Journal of Information Security Research Volume 3 Number 4 December 2012 153
Ikram Chaïri, Souad Alaoui, Abdelouahid Lyhyaoui
LTI Lab, Department of Electrical and Industrial
ENSA of Tangier
Abdelmalek Essaâdi University
BP: 1818, Tanger Principal, Tanger
Morocco
{Chairikram, lyhyaoui}@gmail.com, souad_a2002@yahoo.fr
ABSTRACT: The majority of learning systems usually assume that training sets are balanced, however, in real world data
this hypothesis is not always true. The problem of between-class imbalance is a challenge that has attracted growing
attention from both academia and industry, because of its critical influence on the performance of learning systems.
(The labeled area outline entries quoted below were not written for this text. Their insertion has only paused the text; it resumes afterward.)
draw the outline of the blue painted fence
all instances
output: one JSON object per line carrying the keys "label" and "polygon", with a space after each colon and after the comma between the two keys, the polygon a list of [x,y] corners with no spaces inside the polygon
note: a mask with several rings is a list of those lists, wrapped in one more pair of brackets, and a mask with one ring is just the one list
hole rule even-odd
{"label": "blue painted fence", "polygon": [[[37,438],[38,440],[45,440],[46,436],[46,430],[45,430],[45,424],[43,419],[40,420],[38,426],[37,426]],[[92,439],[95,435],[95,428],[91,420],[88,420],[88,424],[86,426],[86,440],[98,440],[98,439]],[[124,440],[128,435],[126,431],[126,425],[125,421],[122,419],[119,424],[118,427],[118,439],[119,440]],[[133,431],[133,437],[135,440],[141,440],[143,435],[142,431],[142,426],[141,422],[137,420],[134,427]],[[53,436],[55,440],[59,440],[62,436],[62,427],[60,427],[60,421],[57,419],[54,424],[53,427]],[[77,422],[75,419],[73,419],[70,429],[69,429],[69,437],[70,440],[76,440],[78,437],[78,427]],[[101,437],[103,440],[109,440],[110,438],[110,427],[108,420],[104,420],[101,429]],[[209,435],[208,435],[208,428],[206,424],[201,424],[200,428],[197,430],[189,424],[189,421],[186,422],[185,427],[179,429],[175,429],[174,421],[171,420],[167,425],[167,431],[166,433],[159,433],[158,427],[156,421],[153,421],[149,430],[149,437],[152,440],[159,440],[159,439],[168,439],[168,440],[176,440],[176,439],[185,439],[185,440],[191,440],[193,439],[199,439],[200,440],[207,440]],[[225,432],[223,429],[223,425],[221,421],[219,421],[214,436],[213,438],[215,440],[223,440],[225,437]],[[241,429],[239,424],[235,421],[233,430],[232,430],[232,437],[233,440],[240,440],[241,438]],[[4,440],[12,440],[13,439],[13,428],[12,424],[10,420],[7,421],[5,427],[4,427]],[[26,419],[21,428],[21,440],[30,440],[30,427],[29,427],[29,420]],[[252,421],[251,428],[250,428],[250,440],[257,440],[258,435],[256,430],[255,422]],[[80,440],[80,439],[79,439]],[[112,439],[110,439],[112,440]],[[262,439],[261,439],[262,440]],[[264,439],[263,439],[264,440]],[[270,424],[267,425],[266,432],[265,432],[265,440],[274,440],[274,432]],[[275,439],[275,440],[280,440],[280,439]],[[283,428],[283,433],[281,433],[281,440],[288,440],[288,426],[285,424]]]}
Many
solutions were proposed to resolve this problem: Generally, the common practice for dealing with imbalanced data sets is to
rebalance them artificially by using sampling methods. Unfortunately, these methods can’t give a high performance of
learning. In this paper, we propose a new method based on Sample Selection (SS), to deal with the problem of between class
imbalance. We consider that creating balance between classes by maintaining those examples located near the border line
improves the performance of the classifier. To reduce the computational cost of selecting all samples, we propose a clustering
method as a first step in order to determine the critical centers, and then select samples from those critical clusters. Experimental
results with Multi-Layer Perceptron (MLP) architecture, on well known Intrusion Detection data set, show that our approach
allows to attend the precision of Boosting methods, that we will explain how it can be considered like a SS method.
Keywords: Imbalanced Data, Intrusion Detection System, Nearest Opposing Pairs, Sample Selection, Boosting, Classification
Received: 12 August 2012, Revised 29 September 2012, Accepted 5 October 2012
© 2012 DLINE. All rights reserved
1. Introduction
The growth of raw data caused by the development of sciences and technologies has created an immense opportunity to
improve data engineering. The problem of imbalanced data emerged as more and more researchers realized that their data sets
were imbalanced and that this imbalance caused suboptimal classification performance.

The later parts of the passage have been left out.